= 2008 Gabonese local elections =

Local elections were held in Gabon on 27-30 April 2008, with 1,990 municipal and departmental councillors being elected.

== Overview ==

Prior to the election, a victory for the ruling Gabonese Democratic Party (PDG) was expected. There were a total of about 850 lists presented in the elections, and campaigning ended at midnight on 26 April. Results given by the Interior Minister, André Mba Obame, on 3 May showed the PDG winning 1,154 seats, while the opposition Gabonese Union for Democracy and Development (UGDD) won 161 seats. The Union of the Gabonese People (UPG) won about 90 seats, while many seats were won by independents.

According to Mba Obame, the PDG majority confirmed the voters' "commitment to the implementation of the political project" of President Omar Bongo. The results still had to be validated and proclaimed by the Constitutional Court. The councillors were to elect mayors within eight days of the formal proclamation of results.

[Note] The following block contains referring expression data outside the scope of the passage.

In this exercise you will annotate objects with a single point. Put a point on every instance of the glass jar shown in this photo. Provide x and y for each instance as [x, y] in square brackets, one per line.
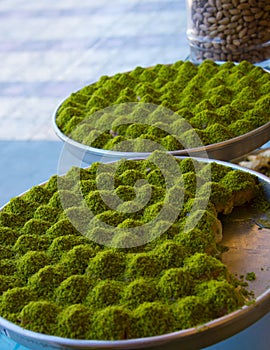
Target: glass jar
[229, 30]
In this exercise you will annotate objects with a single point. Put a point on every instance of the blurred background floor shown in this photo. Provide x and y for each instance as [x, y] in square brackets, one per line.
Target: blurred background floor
[49, 49]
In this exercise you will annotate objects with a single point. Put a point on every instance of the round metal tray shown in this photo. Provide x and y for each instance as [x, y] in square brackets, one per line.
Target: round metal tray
[248, 245]
[226, 150]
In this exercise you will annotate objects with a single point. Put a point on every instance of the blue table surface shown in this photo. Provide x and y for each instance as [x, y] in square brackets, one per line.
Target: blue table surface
[49, 49]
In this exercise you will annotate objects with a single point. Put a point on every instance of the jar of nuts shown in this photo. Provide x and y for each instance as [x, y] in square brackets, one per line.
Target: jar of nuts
[229, 30]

Obame placed voter turnout at between 65% and 70%. Although reported high in most of the country, it was said to be low in Libreville, the capital, where it was estimated at 17%.

There were 119 constituencies in the election, and the PDG was the only party to present candidate lists in all of them. In Libreville, the PDG won a plurality of seats but failed to win a majority, taking 42 of the 98 seats and winning in three of the six arrondissements. The PDG's best result in Libreville was obtained in the fifth arrondissement, where its list was headed by former Prime Minister Jean-Francois Ntoutoume Emane and it obtained 12 out of 16 seats. In the country's second city, Port-Gentil, the PDG won only 15 out the 63 seats, while the independent list of Mayor Séraphin Ndaot Rembogo won 28.

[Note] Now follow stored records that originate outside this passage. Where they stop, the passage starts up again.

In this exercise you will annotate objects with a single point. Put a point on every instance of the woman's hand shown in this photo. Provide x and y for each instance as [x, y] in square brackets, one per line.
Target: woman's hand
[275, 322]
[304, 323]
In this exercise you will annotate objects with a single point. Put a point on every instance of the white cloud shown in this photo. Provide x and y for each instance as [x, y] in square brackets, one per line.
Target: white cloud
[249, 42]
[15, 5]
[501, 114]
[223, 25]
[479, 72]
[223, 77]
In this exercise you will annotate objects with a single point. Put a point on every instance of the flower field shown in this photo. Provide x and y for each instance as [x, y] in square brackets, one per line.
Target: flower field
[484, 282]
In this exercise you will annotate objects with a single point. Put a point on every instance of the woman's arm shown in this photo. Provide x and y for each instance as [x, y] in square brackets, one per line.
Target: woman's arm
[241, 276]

Following Obame's announcement of results, the Rally for Gabon (RPG), which is part of the presidential majority, held a protest against the results, alleging that various means were used to skew the vote in favor of the PDG. It demanded that the vote in Libreville be cancelled and that the electoral system be reformed.

The President of the Constitutional Court, Marie Madeleine Mborantsuo, announced final results on 7 May, confirming the PDG's victory, with its numbers largely unchanged from those given by Mba Obame a few days earlier. Emile Moussavou Moundziegou, a PDG deputy who was accused of destroying a ballot box, was penalized by being barred from office for five years. Additionally, the Court ordered an investigation of violence that occurred in Lemboumbi-Leyou Department in the south-east and in the commune of Mitzic in the north, noting that any elected candidates who were involved in this violence would also lose their mandates.

On 8 May the government set the election for mayors of municipalities and for the presidents and vice-presidents of departmental councils for 20 May; the election for mayors of arrondissements was to be held on 25 May.

The election for mayors of municipalities and for the presidents of departmental councils was held on 23 May, and Ntoutoume Emane was elected unopposed as Mayor of Libreville. He received 84 votes; the remaining 14 votes were invalid. Four deputy mayors were also elected: Michel Teale of the PDG, Christian Odou Mba of the Rally of the Gabonese People (RPG), Eloi Ndzondo of the Circle of Liberal Reformers (CLR), and Léandre Zué of the PDG.